Monday, Apr. 26, 1971

Harold and the Wolf

Apart from the jocular jottings of Columnist Russell Baker, the New York Times is not noted for its humor. Some delightful deadpan gave a lift to its front page last week, however, when Music Critic Harold Schonberg was, as it were, thrown to the wolves.

The man responsible was Metropolitan Editor Arthur Gelb, who spotted an offbeat story in the monthly magazine of Manhattan's Museum of Natural History; the article concluded that wolves howled not to frighten people but to communicate with other wolves. Gelb assigned Schonberg to write a professional critique of the calls of the wild. After listening to nearly an hour's worth of howling, Schonberg issued his straight-faced findings, complete with notational diagram:

> Wolves sing. > There are lupine vocal registers--soprano wolves, contralto wolves, tenor wolves, even a bass wolf or two. > Wolves have a characteristic call in which the interval of the major sixth (C to A) predominates.
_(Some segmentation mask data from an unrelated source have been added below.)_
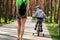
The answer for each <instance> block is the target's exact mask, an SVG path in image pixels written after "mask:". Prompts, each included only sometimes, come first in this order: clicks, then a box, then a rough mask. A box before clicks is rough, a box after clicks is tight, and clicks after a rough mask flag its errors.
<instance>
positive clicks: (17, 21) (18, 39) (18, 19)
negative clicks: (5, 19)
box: [17, 19, 21, 40]
mask: <svg viewBox="0 0 60 40" xmlns="http://www.w3.org/2000/svg"><path fill="white" fill-rule="evenodd" d="M17 22H18V30H17V31H18V40H19V39H20V30H21V19H17Z"/></svg>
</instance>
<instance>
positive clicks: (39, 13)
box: [34, 5, 46, 32]
mask: <svg viewBox="0 0 60 40" xmlns="http://www.w3.org/2000/svg"><path fill="white" fill-rule="evenodd" d="M35 8H36V9H37V10H36V13H35V16H36V18H37V20H42V21H43V19H44V18H46V15H45V13H44V11H43V10H42V8H41V6H40V5H38V6H36V7H35ZM37 24H38V22H37V23H36V25H35V28H34V29H35V30H36V28H37ZM41 29H42V26H41ZM41 32H42V30H41Z"/></svg>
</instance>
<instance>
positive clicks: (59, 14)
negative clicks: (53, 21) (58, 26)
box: [58, 0, 60, 27]
mask: <svg viewBox="0 0 60 40" xmlns="http://www.w3.org/2000/svg"><path fill="white" fill-rule="evenodd" d="M58 13H59V15H58V16H59V27H60V0H59V9H58Z"/></svg>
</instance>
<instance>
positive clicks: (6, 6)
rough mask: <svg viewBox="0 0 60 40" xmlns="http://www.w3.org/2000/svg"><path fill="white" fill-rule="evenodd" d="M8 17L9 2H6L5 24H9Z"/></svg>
mask: <svg viewBox="0 0 60 40" xmlns="http://www.w3.org/2000/svg"><path fill="white" fill-rule="evenodd" d="M7 16H8V0H6V13H5V23H7V20H8V18H7Z"/></svg>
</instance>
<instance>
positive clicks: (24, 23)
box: [16, 0, 29, 40]
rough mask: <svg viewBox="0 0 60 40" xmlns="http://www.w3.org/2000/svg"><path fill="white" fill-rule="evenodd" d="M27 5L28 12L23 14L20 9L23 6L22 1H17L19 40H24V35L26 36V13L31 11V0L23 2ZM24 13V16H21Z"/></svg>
mask: <svg viewBox="0 0 60 40" xmlns="http://www.w3.org/2000/svg"><path fill="white" fill-rule="evenodd" d="M23 1H25V3H26V5H27V6H26V12H24V13H23V11H22V12H21V11H20V10H19V9H20V8H19V7H20V6H21V5H22V0H16V12H17V13H18V15H17V21H18V40H22V37H23V34H24V25H25V22H26V13H27V12H28V10H29V0H23ZM21 13H23V14H24V15H21Z"/></svg>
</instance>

Schonberg further observed that "when one wolf starts howling, like Franco Corelli in Verdi's 'Di quella pira' from 11 Trovatore, the rest of the wolves join in, as in the choral sections of 'Di quella pira.' " He found that the best wolf virtuosos "start pianissimo, swell to a messa di voce to the sixth above, hold it sweetly and purely, then perhaps embellish to the upper partial before going down to a pianissimo and trailing off on an inconclusive microtonality near the tonic." Although some wolves have a range of more than an octave, Schonberg noted that "they try to trill, poor things, but do not really have the technique for it."

Story finished, Schonberg treated startled staffers in the Times city room to a few tenor and bass wolf howls of his own. Not bad,Gelb noted.